- Theatrical poster
- Directed by: Lee Jong-hyeok
- Written by: Lee Jong-hyeok Kim Hee-jae Oh Seung-uk
- Produced by: Oh Jung-wan Ryu Jin-ok
- Starring: Yum Jung-ah Ji Jin-hee Cho Seung-woo
- Cinematography: Choe Jin-woong
- Edited by: Hahm Sung-won
- Music by: Jo Seong-woo
- Distributed by: CJ Entertainment
- Release date: December 27, 2002;
- Running time: 106 minutes
- Country: South Korea
- Language: Korean

= H (2002 film) =

H is a 2002 South Korean horror-thriller film. It was written and directed by Lee Jong-hyeok, and stars Yum Jung-ah, Ji Jin-hee, and Cho Seung-woo.

A serial killer who preyed on pregnant women has been behind bars for 10 months, when a copycat killer becomes active. Detectives meet with the imprisoned killer and search for clues in an effort to head off the copy cat killer before he kills more.

== Plot ==
Twenty-two-year-old serial killer Shin Hyun targeted pregnant women and turned himself in after committing several grisly murders. Ten months later a copycat killer became active, and detectives Kang and Kim are put on the case.

They track down the killer by following clues from the first two victims: A pregnant schoolgirl whose fetus the killer removed, and a single mother strangled from behind on a bus. They had tried to pump Shin for information, but without success. They stake out the killer's home, but when the killer comes home, he notices the cops and runs. Kang follows him into a nightclub, where the killer slices off a lesbian's ear and then slits her throat, just like Shin's third victim. Kang fires two rounds into his chest; this puts him in a coma. Despite this, the murders still continue. The police capture the next suspect, but the murders keep occurring.

In the end, it is revealed that Shin's mother had tried to abort him, but he survived. The psychologist Dr. Chu had used post-hypnotic suggestion on the other two killers to make them commit copycat murders. Kang then kills Chu (imitating Shin's murder of an abortion doctor), but Kang is triggered by a CD mailed to him. Kang kills his own mother, who was a prostitute.

In the course of the movie, Shin is executed and his final words are "I killed my mother." This explains the sixth and last unidentified victim, whom he brought in a bag to the police station when he confessed. Kang is about to commit suicide when Kim shows up and kills him instead.
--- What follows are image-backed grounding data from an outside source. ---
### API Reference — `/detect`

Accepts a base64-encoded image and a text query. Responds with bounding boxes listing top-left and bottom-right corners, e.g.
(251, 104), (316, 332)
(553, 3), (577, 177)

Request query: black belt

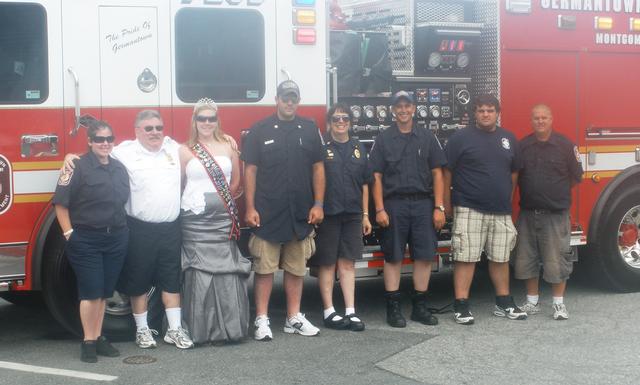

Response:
(524, 208), (565, 215)
(387, 192), (432, 201)
(75, 224), (126, 234)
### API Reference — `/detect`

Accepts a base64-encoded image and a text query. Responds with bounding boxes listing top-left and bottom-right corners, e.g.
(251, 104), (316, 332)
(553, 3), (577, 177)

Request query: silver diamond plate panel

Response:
(415, 1), (465, 23)
(471, 0), (500, 101)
Just before the ending credits, the letter "H" appears and expands into the word "hypnosis", and its definition.

== Cast ==
- Yum Jung-ah as Detective Kim Mi-yeon
- Ji Jin-hee as Detective Kang Tae-hyun
- Cho Seung-woo as Shin Hyun
- Sung Ji-ru as Detective Park
- Min Woong-ki as Choi Young-jin
- Park Yong-soo as Chief Jang
- Kwon Hyuk-poong as Captain Lee
- Lee Eol as Detective Han Jung-woo
- Kim In-kwon as Heo Young-taek
- Park Kil-soo as Bae Yong-man
- Kim Sun-kyung as Dr. Chu Kyung-sook
- Kim Bu-seon
- Kim Roi-ha
- Yeon Seon-mi

== Awards ==
H was nominated for the International Fantasy Film Award at the 2004 Fantasporto.

==Reception==
Kyu Hyun Kim of Koreanfilm.org praised the "distinctive production design and cinematography" and minimalist music score and sound design, which "contributes a great deal to the film's uniquely and unremittingly dark atmosphere." He also mentioned that the detectives' characterization was "believably professional and suitably humanized," aided by the cast's solid acting, notably by Sung Ji-roo's "excellent supporting performance." But he criticized the antagonist as "misconceived" and that the climactic revelation was "a complete letdown."

==Impact==
A 2009 Indian film titled Amaravathi shares plot similarities with the film.